Unfortunately, life’s a bed of roses and you can’t escape those annoying thorns sometimes. I have found out on a few occasions that the price of that particular product I bought became lower the next month/week/or even DAY!
The “I’ve bought a lemon instead!” sucky feeling could haunt me for the entire day unless I have the excess moolah to buy more of it to lower my average cost. (That is, if the product is something I need/want more of and it’s also of a certain quality.) I could then justify to myself that I got a good deal compared to the average Tan and be able to smile at my good fortune, instead of feeling stupid and cheated.
Interestingly, this a lower price on the next day scenario is one that constantly plays out in the stock market. Unlike iPad or sanitary pad prices, prices of shares aren’t that sticky. They could fluctuate by up to 5% in a single day for no reason at all. You might just wave it off if Whisper becomes $0.50 cheaper, or forego the chance to grab those wonderful toothpicks at Ding Tai Fung if the iPad you bought yesterday is selling at a $50 discount. But for a $20,000 stock purchase, the $1,000 price difference could easily pay for my monthly mortgage!

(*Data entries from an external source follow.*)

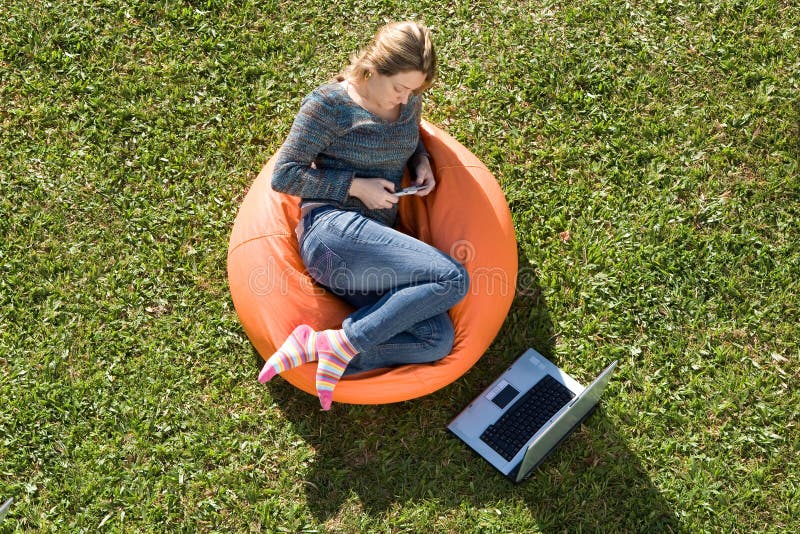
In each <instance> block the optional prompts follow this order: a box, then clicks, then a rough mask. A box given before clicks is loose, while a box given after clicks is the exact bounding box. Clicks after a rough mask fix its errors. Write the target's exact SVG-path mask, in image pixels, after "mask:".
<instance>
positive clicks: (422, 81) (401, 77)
mask: <svg viewBox="0 0 800 534" xmlns="http://www.w3.org/2000/svg"><path fill="white" fill-rule="evenodd" d="M424 83H425V74H424V73H423V72H420V71H416V70H412V71H408V72H400V73H398V74H393V75H392V76H383V75H381V74H377V73H374V74H373V75H372V76H370V78H369V79H368V80H367V85H368V86H369V90H370V96H371V97H372V100H373V102H374V103H375V104H377V105H379V106H380V107H382V108H384V109H396V108H397V106H399V105H401V104H402V105H405V104H407V103H408V98H409V97H410V96H411V95H412V94H413V93H414V91H416V90H418V89H419V88H420V87H422V85H423V84H424Z"/></svg>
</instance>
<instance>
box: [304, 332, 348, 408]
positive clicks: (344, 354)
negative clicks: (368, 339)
mask: <svg viewBox="0 0 800 534" xmlns="http://www.w3.org/2000/svg"><path fill="white" fill-rule="evenodd" d="M313 338H314V339H313V345H314V347H315V350H316V353H317V358H318V362H317V395H318V396H319V402H320V404H321V405H322V409H323V410H330V409H331V403H332V401H333V388H334V387H336V384H337V383H338V382H339V379H340V378H341V377H342V373H344V370H345V368H347V364H348V363H349V362H350V360H352V359H353V357H354V356H355V355H356V354H358V350H357V349H356V348H355V347H354V346H353V345H352V343H350V340H348V339H347V336H346V335H345V333H344V330H325V331H322V332H318V333H316V334H314V336H313Z"/></svg>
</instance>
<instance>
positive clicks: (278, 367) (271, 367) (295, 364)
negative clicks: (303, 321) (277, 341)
mask: <svg viewBox="0 0 800 534" xmlns="http://www.w3.org/2000/svg"><path fill="white" fill-rule="evenodd" d="M313 337H314V330H313V329H312V328H311V327H310V326H308V325H306V324H301V325H300V326H298V327H297V328H295V329H294V330H293V331H292V333H291V334H289V337H288V338H286V341H284V342H283V345H281V347H280V348H279V349H278V350H277V352H275V354H273V355H272V356H270V357H269V359H268V360H267V362H266V363H265V364H264V367H262V368H261V372H260V373H259V374H258V381H259V382H261V383H262V384H263V383H265V382H269V381H270V380H271V379H272V377H274V376H275V375H276V374H278V373H282V372H284V371H286V370H287V369H291V368H293V367H297V366H298V365H302V364H304V363H308V362H313V361H314V360H316V359H317V355H316V351H315V350H313V347H312V346H310V343H309V341H312V340H313Z"/></svg>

Ok, I am whining like a baby again. That’s because a 5% paper loss is really nothing, especially compared to those financial crises like the one we had 5 years ago, when the value of the entire stock market and your portfolio can be almost halved within a month.
I could imagine myself feeling like a loser on those nights if I were
1. 4 or 5 years older and
2. started investing in 06/07 and
3. was fully invested just before the GFC
And the truth is, an event like the GFC might happen tomorrow. But instead of dreading it, I am actually half looking forward to it, because I would almost never subscribe to 3. I am not fully invested.
Vicom/Boustead/Starhub/SPH shares might plunge by half if both Spain and Portugal suddenly declared themselves bankrupt, even though these businesses are unlikely to be adversely impacted. And if those shares can be described as beauties, I would really start behaving like the sex-starved man in one of Buffett’s famous quotes and grab all of those beauties.
Therefore, I would always keep some ammo in case those beauties get closer and closer and the time is ripe for an easy “kill”. You wouldn’t want to be without bullets when 10% blue chip yielders are suddenly commonly available and within striking distance. That $50,000 I had stashed away could then easily generate $5,000 of yearly income!
But still, even at that point, I wouldn’t go all out. I would leave a bullet or two behind, in case a more beautiful woman comes along. The stock market is probably one of the few places that rewards the patient Casanova. There’s always a chance the market that is halved could get halved again and a 15% or even a 20% yield target could be staring at me right in front of my face. Therefore, it always pays to have some cash lying around for that potentially better deal that would make our sweetest dreams come true. Otherwise, be prepared for sleepless nights.